Science, this issue p. 763

ヒト発生のゲノミクス (The genomics of human development)

発生中のヒトの軌跡を理解するには、遺伝子がどのように調節され、発現されているかを理解する必要がある。今回2つの論文が sci-RNA-seq3と呼ぶ細胞核標識法を用いたプール解析を報告し、胎児試料中の15の臓器からの単一細胞遺伝子発現とクロマチンの状況を調べている。Caoたちは、広く分布している細胞型のRNAの測定に焦点を当て、臓器特異性に関する洞察を与えている。Domckeたちは、これらの臓器からの細胞のクロマチン・アクセシビリティを調べ、遺伝子発現を調節する調節要素を同定している。まとめると、これらの解析から、ヒト発生の初期における包括的な図表集が得られる。(KU,kj,kh)

【訳注】
  • sci-RNA-seq3(three-level single-cell combinatorial indexing):著者らが開発した、高効率の細胞核標識法。三種のレベルで標識を行い、細胞型をより高精度に分類する。
  • プール解析:複数の研究の元データを集めて再解析する方法。
Science, this issue p. eaba7721, p. eaba7612

よりよいリン酸塩取り込みの準備が整った根 (Roots primed for better phosphate uptake)
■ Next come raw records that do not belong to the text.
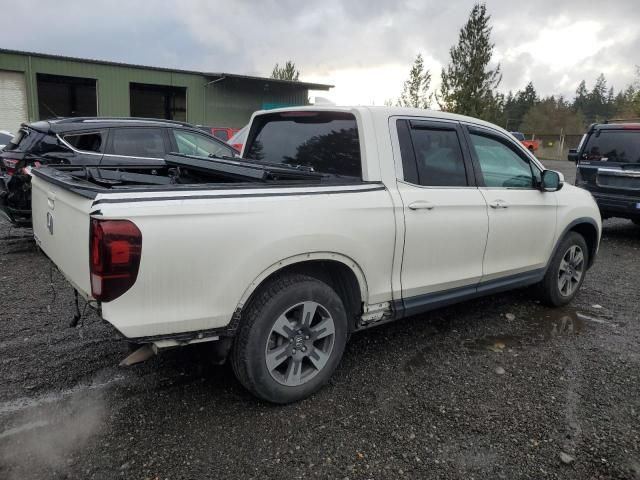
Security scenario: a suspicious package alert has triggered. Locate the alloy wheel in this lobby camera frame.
[558,245,584,297]
[265,301,335,387]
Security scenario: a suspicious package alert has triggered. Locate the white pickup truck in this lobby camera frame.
[33,107,601,403]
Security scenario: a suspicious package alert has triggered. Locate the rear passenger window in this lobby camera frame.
[111,127,165,158]
[398,122,468,187]
[470,133,534,188]
[62,132,104,152]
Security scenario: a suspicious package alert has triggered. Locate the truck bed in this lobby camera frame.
[32,159,395,339]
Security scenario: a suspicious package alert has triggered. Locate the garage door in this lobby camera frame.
[0,70,28,133]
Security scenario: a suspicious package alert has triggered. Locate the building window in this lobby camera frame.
[129,83,187,122]
[36,73,98,120]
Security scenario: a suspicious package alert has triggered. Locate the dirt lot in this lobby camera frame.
[0,162,640,480]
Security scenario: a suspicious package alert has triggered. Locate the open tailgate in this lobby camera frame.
[31,171,93,297]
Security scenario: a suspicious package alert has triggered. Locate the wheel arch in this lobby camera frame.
[234,252,368,331]
[549,217,600,269]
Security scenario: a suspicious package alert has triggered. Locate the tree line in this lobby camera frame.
[386,3,640,134]
[271,3,640,135]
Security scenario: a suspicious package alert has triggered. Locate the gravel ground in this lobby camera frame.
[0,162,640,480]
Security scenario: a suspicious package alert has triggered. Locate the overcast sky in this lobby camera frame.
[0,0,640,105]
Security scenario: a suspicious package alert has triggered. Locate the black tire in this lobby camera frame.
[230,274,348,404]
[538,232,589,307]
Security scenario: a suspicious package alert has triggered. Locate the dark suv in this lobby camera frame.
[0,117,239,225]
[569,123,640,225]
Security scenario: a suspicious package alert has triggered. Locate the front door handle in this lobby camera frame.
[409,200,435,210]
[489,200,509,208]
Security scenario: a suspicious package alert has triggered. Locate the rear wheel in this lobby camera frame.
[231,274,347,403]
[539,232,589,307]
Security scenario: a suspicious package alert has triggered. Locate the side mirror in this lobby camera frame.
[540,170,564,192]
[567,148,578,163]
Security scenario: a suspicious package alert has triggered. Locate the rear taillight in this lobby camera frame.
[2,158,20,175]
[89,219,142,302]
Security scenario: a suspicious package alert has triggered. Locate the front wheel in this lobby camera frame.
[231,274,348,404]
[539,232,589,307]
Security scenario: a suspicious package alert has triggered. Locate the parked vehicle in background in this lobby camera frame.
[0,117,238,225]
[509,132,540,153]
[227,125,249,152]
[196,125,239,142]
[33,107,601,403]
[0,130,13,150]
[569,123,640,225]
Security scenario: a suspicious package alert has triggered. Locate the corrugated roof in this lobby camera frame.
[0,48,334,90]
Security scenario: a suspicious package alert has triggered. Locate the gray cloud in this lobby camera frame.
[0,0,640,100]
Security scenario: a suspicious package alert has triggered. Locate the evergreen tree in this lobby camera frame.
[436,3,502,120]
[585,73,608,122]
[271,60,300,82]
[398,53,431,108]
[573,80,589,114]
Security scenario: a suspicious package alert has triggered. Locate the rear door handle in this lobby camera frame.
[47,192,56,210]
[489,200,509,208]
[409,200,435,210]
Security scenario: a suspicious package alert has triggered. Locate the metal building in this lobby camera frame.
[0,49,332,132]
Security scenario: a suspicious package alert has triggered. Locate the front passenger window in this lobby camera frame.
[470,133,534,188]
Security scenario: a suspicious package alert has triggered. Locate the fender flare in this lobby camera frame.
[544,217,602,273]
[234,252,369,317]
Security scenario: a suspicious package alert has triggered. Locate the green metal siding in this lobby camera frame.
[0,52,316,128]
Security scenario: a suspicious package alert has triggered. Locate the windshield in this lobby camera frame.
[245,111,362,178]
[581,130,640,163]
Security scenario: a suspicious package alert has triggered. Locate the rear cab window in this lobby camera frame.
[5,127,43,152]
[580,128,640,163]
[244,111,362,180]
[62,131,106,153]
[4,127,69,155]
[108,127,169,159]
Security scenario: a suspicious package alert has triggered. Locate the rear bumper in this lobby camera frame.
[0,173,31,227]
[591,192,640,219]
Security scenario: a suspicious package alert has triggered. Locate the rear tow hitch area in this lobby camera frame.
[119,333,233,367]
[119,343,158,367]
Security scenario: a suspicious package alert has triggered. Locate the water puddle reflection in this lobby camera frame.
[462,307,613,353]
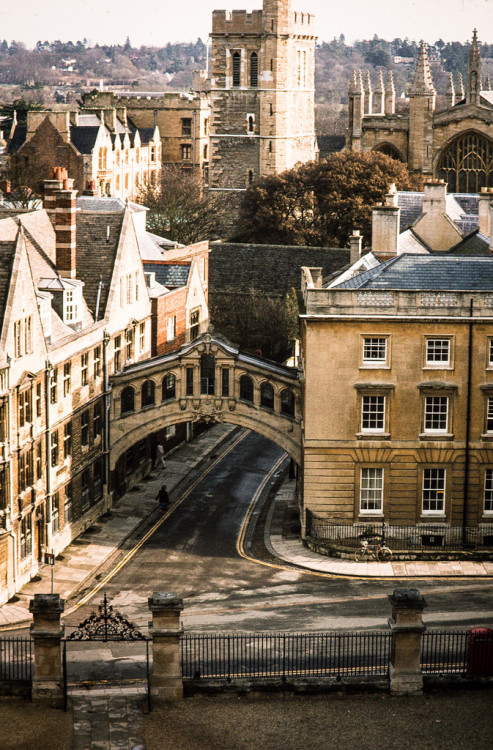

リン酸塩は植物にとって重要な資源であり、リン酸塩欠乏を修復するにはかなりの量の肥料が使われることになる。低リン酸塩条件では、根はより多くの根毛を作り、見出されうるわずかなリン酸塩を根がよりよく取り込めるようにする。Wendrichたちは、成長中のシロイヌナズナの根で単一細胞転写産物解析を実施し、その結果得られた遺伝子発現図表を、維管束の成長に関わる応答と照合した。著者たちは、根毛の発生を調整する信号が、植物ホルモンのサイトカイニンの産生を駆動する転写因子により、根の内部維管束で始まることを見出した。転写産物解析データベースを通して同定された応答連鎖は、根毛の発生を調製するのが表皮細胞中の遺伝子群であることを示した。(MY,kj,kh)

【訳注】
  • サイトカイニン:植物の成長や実りの促進、老化抑制などの制御を担う植物ホルモン。
Science, this issue p. eaay4970

不完全な今後の免疫 (Imperfect future immunity)

人は、季節性で交差反応を示すいくつかのコロナウイルスに感染している。十分に防御免疫を誘発するものはなく、繰り返し感染するのが一般的である。ワクチンは、免疫を誘発する点で自然感染よりも効率が悪い傾向があり、有害な交差反応の危険性がある。Saad-Royたちは、さまざまな免疫シナリオに対して、一連の単純なモデルを使って、ワクチン有無による重症急性呼吸器症候群コロナウイルス2(SARS-CoV-2)の免疫の今後の状況を想定した。モデルの結果は、不完全なコロナウイルス免疫の状況に関する私たちの不完全な知識が、繰り返し起きる深刻な流行から消失に至るまでのさまざまなシナリオを引き起こす可能性があることを示している。疾病制御の管理に適用するためには、SARS-CoV-2に対する免疫応答を正確に特徴づけることが重要である。(Sh,ok,nk,kh)

【訳注】
  • 交差反応:生産された抗体が、その抗体産生反応を引き起こした抗原以外の抗原に反応すること。
Science, this issue p. 811

太陽系の形成の計時 (Timing Solar System formation)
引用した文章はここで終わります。